Я растирал пальцы ног, когда появился отец и сел справа от меня.
— Ну что, сынок, гостим у лотофагов?
— У кого?
— У лотофагов.
— Ты не можешь говорить, как обычные люди?
— Стараюсь избегать.
— А тебя не смущает, что люди тебя не сразу понимают?
— Радует. Обнаружить глупца, выявить невежду, загнать в угол посредственность — всегда было для меня изысканнейшим из наслаждений.
— И все же, папа, слова созданы, чтобы люди понимали друг друга.
— Глупости! Слова созданы, чтобы различать людей и распознавать избранных.
— Прелестно! Значит, ты считаешь меня, который не всегда тебя понимает, ниже себя?

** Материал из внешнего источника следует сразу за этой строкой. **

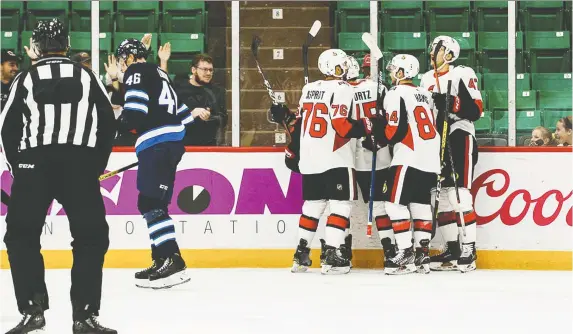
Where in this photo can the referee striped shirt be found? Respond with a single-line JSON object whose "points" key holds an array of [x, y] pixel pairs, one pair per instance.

— Вот именно. И это тоже входит в число моих наслаждений.
— Ты ужасен.
— Нет, я тебя учу, воспитываю, совершенствую. Ты обратил внимание, что я не покидаю тебя, хотя ты топчешься на месте?
— Мм…
Вечер подбирался издалека — приглушая свет, наполняя пустыню странной тишиной, гася бормотание и без того скудной жизни. Тень у подножия утесов мало-помалу ширилась — синела, серела, проявляя неведомые выступы и впадины. Казалось, ночь не спускается с неба, но поднимается от земли, неся смертельную тоску, пронизывающую больше, чем холод, тоску бесцветную, тоску такую, что хоть волком вой.

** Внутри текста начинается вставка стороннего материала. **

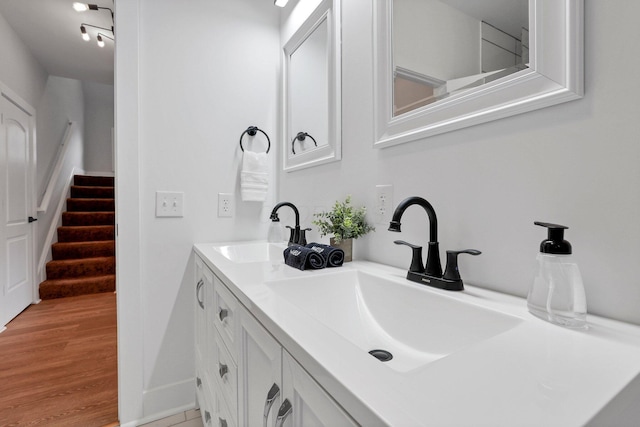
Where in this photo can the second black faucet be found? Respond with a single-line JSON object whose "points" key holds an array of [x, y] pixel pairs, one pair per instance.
{"points": [[431, 273], [297, 235]]}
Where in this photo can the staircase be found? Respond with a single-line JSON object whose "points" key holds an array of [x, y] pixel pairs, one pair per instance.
{"points": [[84, 259]]}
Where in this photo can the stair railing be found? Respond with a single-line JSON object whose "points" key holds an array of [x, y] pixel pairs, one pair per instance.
{"points": [[54, 174]]}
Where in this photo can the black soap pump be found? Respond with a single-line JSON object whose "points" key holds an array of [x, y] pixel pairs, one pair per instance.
{"points": [[557, 292]]}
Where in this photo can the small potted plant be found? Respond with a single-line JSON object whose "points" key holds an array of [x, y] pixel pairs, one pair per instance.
{"points": [[345, 223]]}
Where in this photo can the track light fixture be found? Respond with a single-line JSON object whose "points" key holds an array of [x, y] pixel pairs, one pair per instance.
{"points": [[101, 40], [83, 7], [85, 35]]}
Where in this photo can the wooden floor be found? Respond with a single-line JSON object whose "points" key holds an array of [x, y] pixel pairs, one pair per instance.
{"points": [[58, 364]]}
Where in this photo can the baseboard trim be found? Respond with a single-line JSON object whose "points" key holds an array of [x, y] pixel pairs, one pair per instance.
{"points": [[167, 400]]}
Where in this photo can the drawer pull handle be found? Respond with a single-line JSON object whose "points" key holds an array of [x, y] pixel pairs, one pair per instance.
{"points": [[198, 287], [283, 412], [224, 369], [272, 395]]}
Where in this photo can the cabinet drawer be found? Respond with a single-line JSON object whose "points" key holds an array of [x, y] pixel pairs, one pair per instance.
{"points": [[224, 373], [225, 317]]}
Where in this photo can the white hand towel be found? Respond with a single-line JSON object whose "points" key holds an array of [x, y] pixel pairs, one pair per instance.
{"points": [[254, 177]]}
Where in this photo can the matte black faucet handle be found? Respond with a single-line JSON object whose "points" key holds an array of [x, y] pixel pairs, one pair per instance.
{"points": [[451, 271], [293, 236], [416, 259], [302, 238]]}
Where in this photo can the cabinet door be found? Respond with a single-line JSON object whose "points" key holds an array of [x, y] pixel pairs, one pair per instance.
{"points": [[259, 374], [225, 317], [203, 288], [305, 402]]}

Я обернулся к отцу и улыбнулся:
— Я замечаю, что ты решил странствовать со мной. Поедешь до самого Лондона?
— А вдруг я тебе пригожусь, а?
— Ты перестанешь приходить к маме?
— На время.
— Ей будет грустно.
— Она грустила и до того, как я ей сказал об этом: она скучает по тебе, Саад.
Внезапно мне стало так стыдно за то пьянящее чувство бегства из Багдада, что я испытал в начале странствия. Папа заметил эту ностальгию, приправленную чувством вины, и стал балагурить:
— Да что толку, мать твоя как при жизни меня не слушала, так и теперь слушает не больше. Рядом ли я, далеко ли, она пропускает мои слова мимо ушей и рассуждает вместо меня. Так что я заявил ей, что будет больше пользы, если я пойду с тобой, сын.
— Спасибо.
— Не спеши радоваться. Я сопровождаю тебя, но не одобряю предпринятую тобой экскурсию. Я сужу ее весьма сурово. Ты не образец, мой сын!
— Не образец чего?
— Не образец иракца. Представь, что все поступят как ты: Ирака не будет.
— Да Ирака и так нет.
— Сын!
— Прежде чем стать образцовым иракцем, мне бы хотелось стать образцовым человеком. Я хочу иметь возможность трудиться, зарабатывать деньги, помогать семье, содержать женщин, работающих по дому, и детей, которым надо учиться. Ты считаешь мое поведение недостойным?
— Нет, но я думал о стране…
— Ты не прав. Что такое страна? Случайность, которой я ничем не обязан.
— Сын, не морочь мне голову! Поездка, которую я по-прежнему не одобряю, начинается плохо, с парой никчемных балбесов и грузом, который всучил вам подлый Фахд!
— Что? Перевоз предметов искусства? Бывает и похуже.
— Да, бывает и похуже, и ты вляпался в это по самые уши!
— Не понимаю.
— И так всегда! Я все тебе сказал, а ты ничего не понял.
Он исчез, оставив меня в замешательстве и тревоге, раздираемого догадками с привкусом горечи.